This is a follow-up question to an answer I read here. $M$ is some hermitian matrix and $V$ an vector.
Since the matrix is hermitian, you could use it as a hamiltonian to propagate it in imaginary time. That is, solve the following system of differential equations:
$$ i\frac{d \vec{V}}{dt}=M\vec{V}$$
The general solution to this is:
$$ V(t)=V_0e^{iMt}$$
Then you take your $\vec{V(t)} \cdot \vec{V(0)}$, fourier transform it, and the height and placement of the peaks will tell you the components along various eigenvectors and their associated eigenvalues. This is sometimes called "the spectral method" in ultrafast atomic physics.

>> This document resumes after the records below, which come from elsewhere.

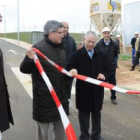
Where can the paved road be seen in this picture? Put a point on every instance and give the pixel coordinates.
(119, 122)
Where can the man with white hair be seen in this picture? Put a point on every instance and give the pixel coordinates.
(108, 48)
(133, 41)
(89, 97)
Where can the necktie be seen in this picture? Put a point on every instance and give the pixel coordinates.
(90, 52)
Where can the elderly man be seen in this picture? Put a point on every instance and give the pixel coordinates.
(45, 112)
(89, 98)
(108, 48)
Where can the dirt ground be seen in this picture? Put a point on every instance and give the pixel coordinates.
(125, 76)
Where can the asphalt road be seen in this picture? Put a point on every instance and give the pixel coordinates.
(119, 122)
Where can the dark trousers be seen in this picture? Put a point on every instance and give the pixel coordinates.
(84, 121)
(136, 60)
(112, 80)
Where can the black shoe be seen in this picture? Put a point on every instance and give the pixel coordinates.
(114, 101)
(99, 139)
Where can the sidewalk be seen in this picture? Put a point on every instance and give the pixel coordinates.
(125, 78)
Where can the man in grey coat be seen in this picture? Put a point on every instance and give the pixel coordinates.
(45, 111)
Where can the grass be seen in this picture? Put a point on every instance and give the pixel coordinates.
(125, 56)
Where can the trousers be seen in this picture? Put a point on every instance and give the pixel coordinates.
(50, 131)
(84, 120)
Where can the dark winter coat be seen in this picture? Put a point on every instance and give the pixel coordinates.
(44, 107)
(110, 53)
(5, 109)
(88, 96)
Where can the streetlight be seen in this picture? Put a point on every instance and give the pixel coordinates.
(4, 21)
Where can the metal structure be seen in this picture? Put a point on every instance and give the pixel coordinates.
(105, 13)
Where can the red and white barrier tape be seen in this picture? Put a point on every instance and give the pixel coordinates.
(66, 123)
(87, 79)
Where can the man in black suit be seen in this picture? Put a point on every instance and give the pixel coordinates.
(89, 97)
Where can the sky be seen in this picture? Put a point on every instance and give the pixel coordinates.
(33, 14)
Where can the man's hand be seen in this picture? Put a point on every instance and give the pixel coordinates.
(101, 77)
(30, 53)
(73, 72)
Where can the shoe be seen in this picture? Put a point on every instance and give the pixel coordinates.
(132, 69)
(114, 101)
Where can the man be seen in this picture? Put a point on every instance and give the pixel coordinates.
(45, 112)
(119, 44)
(137, 54)
(5, 109)
(89, 97)
(70, 47)
(108, 48)
(133, 41)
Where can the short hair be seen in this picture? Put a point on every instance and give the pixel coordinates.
(52, 25)
(90, 33)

I want to understand this method.
My thoughts on an intuitive level so far: If I take the second equation as given, $V(t)$ is a vector-valued process for $t$. The scalar product $\left<V_{0}e^{iMt},V_{0}\right>$ encodes the matrix $e^{iMt}$ in a scalar-valued object. The fourier transform for a scalar $e^{imt}$ is the delta distribution $\delta_{m}$, up to possibly rescaling by $2\pi$. That is, the fourier transform decodes information of test functions $m\mapsto e^{imt}$. So the foruier transform of $\left<V_{0}e^{iMt},V_{0}\right>$ might somehow decode information about the hermitian matrix $M$.
Is this intuition right so far? If so, any help on how to make this rigorous and how to understand what is going on? A small explicit example would be very helpful.
Any source such as a textbook, lecture notes etc. is most welcome.